For more information on the S4 class use ?SpatialTrajectory.

5. Visualization with spatial trajectories

Spatial trajectories indicate a direction, in case of horizontal_mid it indicates the direction from left to right or from tumor to infiltrated cortex. This can be used to infer and visualize gene expression changes in space.

5.1 Numeric variables

The four genes EGFR, MBP, SNAP25 and BCL9 serve as an example. They first three are marker genes detected by DEA based on the histological grouping.

genes <- c("EGFR", "MBP", "SNAP25", "BCL9")
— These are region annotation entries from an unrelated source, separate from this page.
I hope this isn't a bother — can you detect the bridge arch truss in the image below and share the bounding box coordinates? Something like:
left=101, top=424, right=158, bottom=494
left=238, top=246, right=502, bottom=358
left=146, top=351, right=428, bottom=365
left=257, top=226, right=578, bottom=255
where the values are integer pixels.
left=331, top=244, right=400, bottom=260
gene_colors <- color_vector(clrp = "npg", names = genes)

gene_colors
##        EGFR         MBP      SNAP25        BCL9 
## "#E64B35FF" "#4DBBD5FF" "#00A087FF" "#3C5488FF"
trajectory <- 
  ggpLayerTrajectories(
    object = object_t269, 
    ids = "horizontal_mid",
    size = 1
    )

tissue_outline <- ggpLayerTissueOutline(object = object_t269)

plist <- 
  imap(
    .x = gene_colors, 
    .f = function(color, gene){
      
      plotSurface(object_t269, color_by = gene, display_image = F) + 
        scale_color_gradient(low = alpha("white", 0), high = color) + 
        tissue_outline + 
        trajectory
      
    })

wrap_plots(plist, ncol = 2)
Fig.4 Surface plots with trajectory course.
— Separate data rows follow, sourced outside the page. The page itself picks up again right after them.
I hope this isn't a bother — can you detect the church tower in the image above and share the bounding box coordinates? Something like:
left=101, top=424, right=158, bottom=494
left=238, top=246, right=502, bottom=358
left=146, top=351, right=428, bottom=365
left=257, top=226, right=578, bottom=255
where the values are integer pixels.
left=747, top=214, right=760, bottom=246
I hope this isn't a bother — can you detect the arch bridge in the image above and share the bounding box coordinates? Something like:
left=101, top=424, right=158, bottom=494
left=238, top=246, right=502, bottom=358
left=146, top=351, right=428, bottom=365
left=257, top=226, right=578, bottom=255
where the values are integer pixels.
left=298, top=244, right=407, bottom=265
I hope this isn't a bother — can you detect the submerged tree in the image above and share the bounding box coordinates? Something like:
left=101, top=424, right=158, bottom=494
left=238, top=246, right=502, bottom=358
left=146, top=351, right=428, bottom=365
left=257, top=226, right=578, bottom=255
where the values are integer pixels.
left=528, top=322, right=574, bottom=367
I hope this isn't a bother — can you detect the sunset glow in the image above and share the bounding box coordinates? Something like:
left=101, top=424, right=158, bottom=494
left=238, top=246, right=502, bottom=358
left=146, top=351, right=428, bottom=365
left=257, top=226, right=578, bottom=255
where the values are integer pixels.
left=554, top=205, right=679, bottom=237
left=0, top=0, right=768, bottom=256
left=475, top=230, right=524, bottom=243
Fig.4 Surface plots with trajectory course.

The inferred expression changes along the trajectory can be plotted via line plots…

plotTrajectoryLineplot(
  object = object_t269, 
  id = "horizontal_mid",
  variables = genes, 
  smooth_se = TRUE, 
  clrp_adjust = gene_colors
) 
Fig.5 Inferred gene expression along the trajectory with line plots.

Fig.5 Inferred gene expression along the trajectory with line plots.

… or ridgeplots.

plotTrajectoryRidgeplot(
  object = object_t269,
  id = "horizontal_mid",
  variables = genes, 
  clrp_adjust = gene_colors
) + legendNone()
Fig.6 Inferred gene expression along trajectory with ridgeplots.

Fig.6 Inferred gene expression along trajectory with ridgeplots.

5.2 Grouping variables

The changes of grouping variables along the trajectory can not be displayed with line plots but with bar plots

# load example list
data("spatial_segmentations")

object_t269 <- 
  addFeatures(
    object = object_t269,
    feature_df = spatial_segmentations[["269_T"]],
    overwrite = TRUE
  )

# surface
hist_plot_surface <-
  plotSurface(
    object = object_t269,
    color_by = "histology",
    pt_clrp = "npg"
    )

seurat_plot_surface <- 
  plotSurface(
    object = object_t269,
    color_by = "seurat_clusters",
    pt_clrp = "lo"
  )

# bar plots
hist_barplot <- 
  plotTrajectoryBarplot(
    object = object_t269,
    id = "horizontal_mid",
    grouping_variable = "histology",
    clrp = "npg"
  )

seurat_barplot <- 
  plotTrajectoryBarplot(
    object = object_t269,
    id = "horizontal_mid",
    grouping_variable = "seurat_clusters",
    clrp = "lo"
  )

# plot results
hist_plot_surface + trajectory

hist_barplot

seurat_plot_surface + trajectory 

seurat_barplot
Fig.7 Visualizing grouping variables.Fig.7 Visualizing grouping variables.Fig.7 Visualizing grouping variables.Fig.7 Visualizing grouping variables.

Fig.7 Visualizing grouping variables.